After another fifty meters, the outline of the passage grew visible, and Tolemek no longer needed a match to see the sarcophagi-filled alcoves. The route took a ninety-degree turn, and even more light became apparent, a glow slightly different from that of a fire, a more reddish tint. Maybe it was his imagination. Or maybe he was approaching some room lit by magic. Anticipation made the nerves in his stomach twitch. The intensity of his headache increased. Did dragons glow? Maybe he was about to see the creature that had started all of this, that was somehow tied to his sister. He hastened forward, banging his elbows in his eagerness to get closer.

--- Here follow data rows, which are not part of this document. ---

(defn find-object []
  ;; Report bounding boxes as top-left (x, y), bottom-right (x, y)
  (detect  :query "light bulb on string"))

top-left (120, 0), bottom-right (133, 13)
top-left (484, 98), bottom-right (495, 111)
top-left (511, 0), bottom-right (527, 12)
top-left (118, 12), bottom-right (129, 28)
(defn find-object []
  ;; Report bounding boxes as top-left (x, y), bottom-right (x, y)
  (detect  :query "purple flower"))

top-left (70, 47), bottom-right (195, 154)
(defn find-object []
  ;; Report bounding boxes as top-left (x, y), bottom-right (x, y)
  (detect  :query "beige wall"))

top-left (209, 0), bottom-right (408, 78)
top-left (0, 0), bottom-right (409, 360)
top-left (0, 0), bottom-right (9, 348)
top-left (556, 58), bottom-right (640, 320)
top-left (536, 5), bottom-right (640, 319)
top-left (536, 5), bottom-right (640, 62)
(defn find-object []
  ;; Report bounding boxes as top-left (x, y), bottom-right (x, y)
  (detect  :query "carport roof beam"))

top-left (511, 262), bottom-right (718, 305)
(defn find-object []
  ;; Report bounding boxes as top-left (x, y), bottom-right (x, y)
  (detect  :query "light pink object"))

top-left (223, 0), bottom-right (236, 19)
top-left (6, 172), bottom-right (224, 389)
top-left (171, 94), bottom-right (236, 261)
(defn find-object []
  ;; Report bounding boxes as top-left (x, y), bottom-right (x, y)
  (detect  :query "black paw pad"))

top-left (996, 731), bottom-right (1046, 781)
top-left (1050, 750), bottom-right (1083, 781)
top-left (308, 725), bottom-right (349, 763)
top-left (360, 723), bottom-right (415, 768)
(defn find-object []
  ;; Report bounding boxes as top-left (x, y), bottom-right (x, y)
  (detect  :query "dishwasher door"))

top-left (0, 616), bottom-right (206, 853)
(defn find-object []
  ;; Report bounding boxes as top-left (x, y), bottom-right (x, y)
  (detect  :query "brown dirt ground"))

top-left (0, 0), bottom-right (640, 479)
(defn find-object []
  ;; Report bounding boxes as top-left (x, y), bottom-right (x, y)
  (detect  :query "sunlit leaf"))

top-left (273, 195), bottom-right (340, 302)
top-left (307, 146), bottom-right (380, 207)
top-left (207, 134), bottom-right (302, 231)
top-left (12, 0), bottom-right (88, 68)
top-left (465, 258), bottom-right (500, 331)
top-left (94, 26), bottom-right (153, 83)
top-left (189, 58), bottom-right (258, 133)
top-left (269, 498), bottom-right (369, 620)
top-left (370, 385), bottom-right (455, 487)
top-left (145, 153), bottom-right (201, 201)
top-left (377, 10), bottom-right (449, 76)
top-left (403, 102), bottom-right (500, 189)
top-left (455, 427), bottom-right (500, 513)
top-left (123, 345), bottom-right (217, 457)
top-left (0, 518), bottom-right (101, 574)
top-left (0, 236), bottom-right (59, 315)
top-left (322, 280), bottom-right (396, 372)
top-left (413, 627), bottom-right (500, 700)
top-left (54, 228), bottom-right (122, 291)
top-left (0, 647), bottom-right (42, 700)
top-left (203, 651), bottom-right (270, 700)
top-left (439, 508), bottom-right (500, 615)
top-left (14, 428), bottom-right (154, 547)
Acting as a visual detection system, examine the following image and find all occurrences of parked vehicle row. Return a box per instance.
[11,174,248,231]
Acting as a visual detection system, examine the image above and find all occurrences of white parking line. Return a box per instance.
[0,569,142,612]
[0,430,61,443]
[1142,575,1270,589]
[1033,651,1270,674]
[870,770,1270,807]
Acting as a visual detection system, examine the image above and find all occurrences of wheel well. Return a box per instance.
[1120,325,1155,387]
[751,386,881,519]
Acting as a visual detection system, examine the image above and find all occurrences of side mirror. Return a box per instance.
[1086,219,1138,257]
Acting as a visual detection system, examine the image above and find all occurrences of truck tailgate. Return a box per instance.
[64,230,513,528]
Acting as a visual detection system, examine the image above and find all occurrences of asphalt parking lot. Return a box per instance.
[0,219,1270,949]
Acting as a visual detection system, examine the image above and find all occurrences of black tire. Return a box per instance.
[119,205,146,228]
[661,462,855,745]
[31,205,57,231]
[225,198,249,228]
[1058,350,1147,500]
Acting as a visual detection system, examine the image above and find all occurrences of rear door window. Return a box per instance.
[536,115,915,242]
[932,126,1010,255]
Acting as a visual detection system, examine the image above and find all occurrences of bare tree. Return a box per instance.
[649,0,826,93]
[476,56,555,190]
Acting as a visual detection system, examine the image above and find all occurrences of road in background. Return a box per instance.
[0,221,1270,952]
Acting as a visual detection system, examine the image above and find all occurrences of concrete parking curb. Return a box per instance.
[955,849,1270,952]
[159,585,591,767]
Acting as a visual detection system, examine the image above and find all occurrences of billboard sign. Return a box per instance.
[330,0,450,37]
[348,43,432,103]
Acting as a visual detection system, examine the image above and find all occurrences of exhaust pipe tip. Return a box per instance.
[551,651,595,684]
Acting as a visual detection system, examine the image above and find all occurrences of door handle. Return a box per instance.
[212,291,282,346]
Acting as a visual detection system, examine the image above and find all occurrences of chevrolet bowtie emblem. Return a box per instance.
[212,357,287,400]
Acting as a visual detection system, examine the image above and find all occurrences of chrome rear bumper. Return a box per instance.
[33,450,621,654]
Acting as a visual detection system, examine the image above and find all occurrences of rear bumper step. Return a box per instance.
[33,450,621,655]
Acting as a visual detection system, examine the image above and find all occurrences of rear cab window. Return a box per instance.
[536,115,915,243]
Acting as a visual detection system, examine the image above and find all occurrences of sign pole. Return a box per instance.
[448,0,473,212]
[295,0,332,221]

A square of reddish light appeared after another bend. The end of the tunnel. He crept closer, not spotting a floor or ceiling beyond the opening. He forced himself to slow down, in case he was about to poke his head out on some busy area.

A cavernous opening waited for him. He had reached the hollowed core of the ziggurat. Its walls stair-stepped upward toward the top, high above him. His first thought was to wonder how the architecture could support the weight of all those giant rocks. His second was to look down.

And stare.

For a long moment, thoughts refused to form in his mind. The prone figure of a silver dragon filled much of the space below, its sleek, scaled back rising at least ten feet, even though the creature rested on the ground, its legs hidden from view under its body. Its thick sinuous tail curved about its form, almost reminding Tolemek of a dog curled up on its side to sleep. The dragon wasn’t moving, but large bunches of muscle lay beneath those scales, promising great power.

Yeah, dragons aren’t known for their wimpy natures.

Jaxi
, Tolemek blurted in his mind—he almost blurted it out loud, but he caught himself. More than the dragon might be down there.

Right below Tolemek’s perch, the walls became vertical instead of following the exterior contours of the ziggurat, and one of those walls was made from glass instead of stone. A door was set into one side with an instrument panel embedded next to it emitting the red light he had seen. There was light coming from somewhere behind the glass wall too. From his viewpoint, he could not see far into the room, only glimpsing the ends of a few tables and counters, but one held a rack of vials and another a few beakers. Had he found the laboratory where they were extracting the blood? As far as he could tell, the dragon was asleep—or unconscious—so maybe they were simply walking up, sticking a needle between its scales, and extracting its blood. Strange that the big creature would allow that, unless it was indeed working with them. Or maybe the Cofah had injured it somehow.

I don’t think that’s the case
, Jaxi thought.
Also, did you know the others are worried about you and wondering why you ran off?

Yes, I’m sure you can point them to this location, so they can do whatever it is they deem fit.
He tilted his chin toward the dragon and the laboratory below.
Is there any chance you can tell where my sister is?